Blanchard (1987) described Carr as a very complex person, who was both brave and spiritual, and yet overweight, irritable and socially insecure. Rather than put her on a pedestal, Blanchard recognizes that Carr was imperfect and struggled. Dodd (1984, p. x) described her as "… a religious, contemplative, questioning artist."

In her latter years, Emily Carr stated: "Spring was young, I over seventy. With Spring all about me I sat sketching in the clearing … Seventy years had maimed me, loggers had maimed the clearing … but I got immense delight in just being there, in the quiet wood, the longing was too terrific to subdue, and I felt better." (Newlands, 1996, p. 62).

In conclusion, Emily Carr grew out of a very strict upbringing with a defiant and rebellious nature that would shape her work throughout her life. Her fascination with the Pacific Coast and the spirituality of Native peoples was a profound influence on her work during certain phases of her career. She traveled abroad in order to hone her painting skills but still returned to British Columbia.

Her writings may have been underrated. While her autobiographical writings are fraught with inaccuracies, her writing as a whole has now been recognized as insightful. The combination of being able to paint and write is certainly to her credit. She desired an artistic outlet and used whatever avenue she could find.

The Group of Seven were certainly a profound influence on her work and life, although she still remained individualistic. While her styles changed over time, she managed to create work that will be remembered and cherished by people for many years to come.

Bibliography

Blanchard, P. 1987. The Life of Emily Carr. Toronto: Douglas and MacIntyre.

Carr, E. 1986. The Heart of a Peacock. Edited by I. Dilworth. Toronto: Irwin Publishing.

Carr, E. 1946. Growing Pains. Toronto: Oxford University Press.

Dodd, K. 1984. Sunlight in the Shadows: The Landscape of Emily Carr. Toronto: Oxford University Press.

Gowers, R. 1987. Emily Carr. New York: St. Martin's Press.

Hembroff-Schleicher, E. 1969. A Portrayal of Emily Carr. Vancouver: Clarke, Irwin Co. Ltd.

Newlands, A. 1996. Emily Carr: An Introduction to Her Life and Art. Willowdale: Firefly Books.

Reid, D. 1973. A Concise History of Canadian Painting. Toronto: Oxford University Press.

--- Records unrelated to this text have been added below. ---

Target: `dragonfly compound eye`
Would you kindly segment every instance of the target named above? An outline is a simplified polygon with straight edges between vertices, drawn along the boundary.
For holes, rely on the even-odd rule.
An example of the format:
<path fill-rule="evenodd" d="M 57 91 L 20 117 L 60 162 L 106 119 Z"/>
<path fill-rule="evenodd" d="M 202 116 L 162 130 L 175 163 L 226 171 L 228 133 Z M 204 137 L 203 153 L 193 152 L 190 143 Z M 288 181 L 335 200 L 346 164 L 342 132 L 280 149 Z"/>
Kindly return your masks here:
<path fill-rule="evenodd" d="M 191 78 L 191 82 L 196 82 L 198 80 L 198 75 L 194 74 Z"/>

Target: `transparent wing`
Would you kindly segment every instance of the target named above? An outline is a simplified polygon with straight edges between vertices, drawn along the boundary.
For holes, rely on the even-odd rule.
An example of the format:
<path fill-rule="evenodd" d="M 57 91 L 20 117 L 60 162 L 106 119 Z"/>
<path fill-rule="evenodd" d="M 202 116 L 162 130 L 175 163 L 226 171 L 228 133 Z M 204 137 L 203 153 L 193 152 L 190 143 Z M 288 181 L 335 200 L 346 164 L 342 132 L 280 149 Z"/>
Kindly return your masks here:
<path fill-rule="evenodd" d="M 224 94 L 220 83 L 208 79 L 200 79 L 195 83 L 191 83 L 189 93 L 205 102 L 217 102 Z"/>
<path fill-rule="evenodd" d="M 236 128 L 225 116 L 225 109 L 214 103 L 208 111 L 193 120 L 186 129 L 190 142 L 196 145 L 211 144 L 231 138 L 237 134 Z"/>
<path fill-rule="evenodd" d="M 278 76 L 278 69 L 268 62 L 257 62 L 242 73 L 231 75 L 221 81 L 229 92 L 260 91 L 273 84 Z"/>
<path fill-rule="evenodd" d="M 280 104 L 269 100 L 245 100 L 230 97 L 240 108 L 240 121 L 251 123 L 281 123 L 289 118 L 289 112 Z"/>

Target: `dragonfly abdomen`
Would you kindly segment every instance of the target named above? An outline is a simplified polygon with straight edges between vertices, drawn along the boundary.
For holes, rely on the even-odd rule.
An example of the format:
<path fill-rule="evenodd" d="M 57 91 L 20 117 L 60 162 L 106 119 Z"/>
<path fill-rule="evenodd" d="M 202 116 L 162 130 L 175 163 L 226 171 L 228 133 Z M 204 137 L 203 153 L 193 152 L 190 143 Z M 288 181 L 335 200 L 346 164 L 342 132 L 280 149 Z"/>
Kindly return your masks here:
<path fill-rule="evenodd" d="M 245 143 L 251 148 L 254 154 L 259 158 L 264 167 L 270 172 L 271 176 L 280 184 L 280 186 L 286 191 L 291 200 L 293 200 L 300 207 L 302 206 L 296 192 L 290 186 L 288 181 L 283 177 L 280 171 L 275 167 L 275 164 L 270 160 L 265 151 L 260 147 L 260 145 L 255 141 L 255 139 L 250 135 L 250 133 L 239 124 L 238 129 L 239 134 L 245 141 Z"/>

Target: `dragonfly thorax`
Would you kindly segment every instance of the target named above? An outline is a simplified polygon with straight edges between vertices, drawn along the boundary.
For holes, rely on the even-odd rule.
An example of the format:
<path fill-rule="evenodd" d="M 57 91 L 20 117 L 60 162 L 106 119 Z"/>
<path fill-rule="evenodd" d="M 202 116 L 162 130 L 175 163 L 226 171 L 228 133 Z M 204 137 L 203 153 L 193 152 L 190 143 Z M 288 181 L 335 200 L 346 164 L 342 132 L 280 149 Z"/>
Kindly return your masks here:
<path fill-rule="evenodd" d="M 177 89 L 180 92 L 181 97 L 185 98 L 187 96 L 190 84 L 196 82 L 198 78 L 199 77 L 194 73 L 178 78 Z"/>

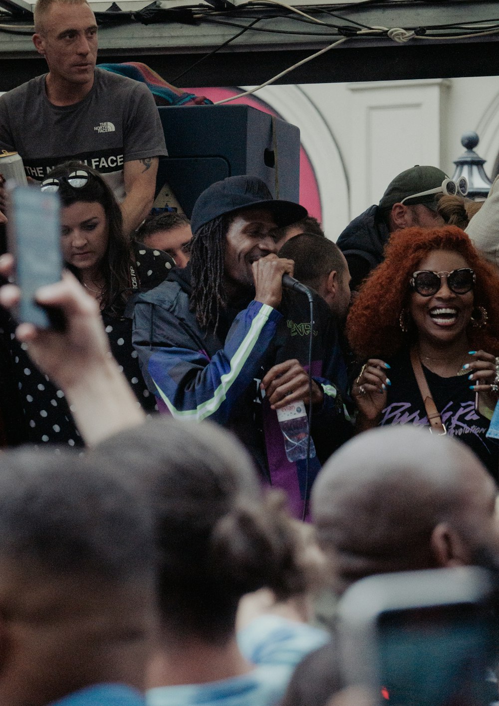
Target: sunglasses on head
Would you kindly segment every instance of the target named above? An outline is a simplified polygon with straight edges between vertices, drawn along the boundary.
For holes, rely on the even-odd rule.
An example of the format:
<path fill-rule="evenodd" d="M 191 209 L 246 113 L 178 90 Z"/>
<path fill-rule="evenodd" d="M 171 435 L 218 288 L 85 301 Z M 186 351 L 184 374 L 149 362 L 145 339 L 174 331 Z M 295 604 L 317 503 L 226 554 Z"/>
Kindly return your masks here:
<path fill-rule="evenodd" d="M 85 169 L 75 169 L 71 172 L 67 176 L 47 176 L 42 182 L 40 189 L 42 191 L 58 191 L 59 186 L 63 182 L 69 184 L 73 189 L 82 189 L 85 186 L 90 177 L 93 176 L 90 172 Z"/>
<path fill-rule="evenodd" d="M 447 286 L 455 294 L 466 294 L 472 289 L 476 277 L 469 267 L 452 270 L 452 272 L 431 272 L 430 270 L 418 270 L 413 273 L 409 284 L 421 297 L 432 297 L 442 286 L 445 277 Z"/>
<path fill-rule="evenodd" d="M 410 196 L 402 198 L 400 203 L 411 198 L 416 198 L 417 196 L 429 196 L 432 193 L 443 193 L 448 196 L 465 196 L 468 193 L 468 181 L 465 176 L 460 176 L 457 181 L 451 179 L 445 179 L 441 186 L 436 189 L 430 189 L 427 191 L 420 191 L 419 193 L 413 193 Z"/>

Shadbolt, D. 1990. "The Dark Spirit of Emily Carr." The Canadian Forum. June. Vol. 69. No. 790. P. 7-9.

Shadbolt, D. 1979. The Art of Emily Carr. Toronto: Clarke, Irwin and Co. Ltd.

Shadbolt, D. 1975. Emily Carr. Vancouver: J.J. Douglas Ltd.

Walker, K. 1996. This Woman in Particular: Contests for the Biographical Image of Emily Carr. Waterloo: Wilfred Laurier Press.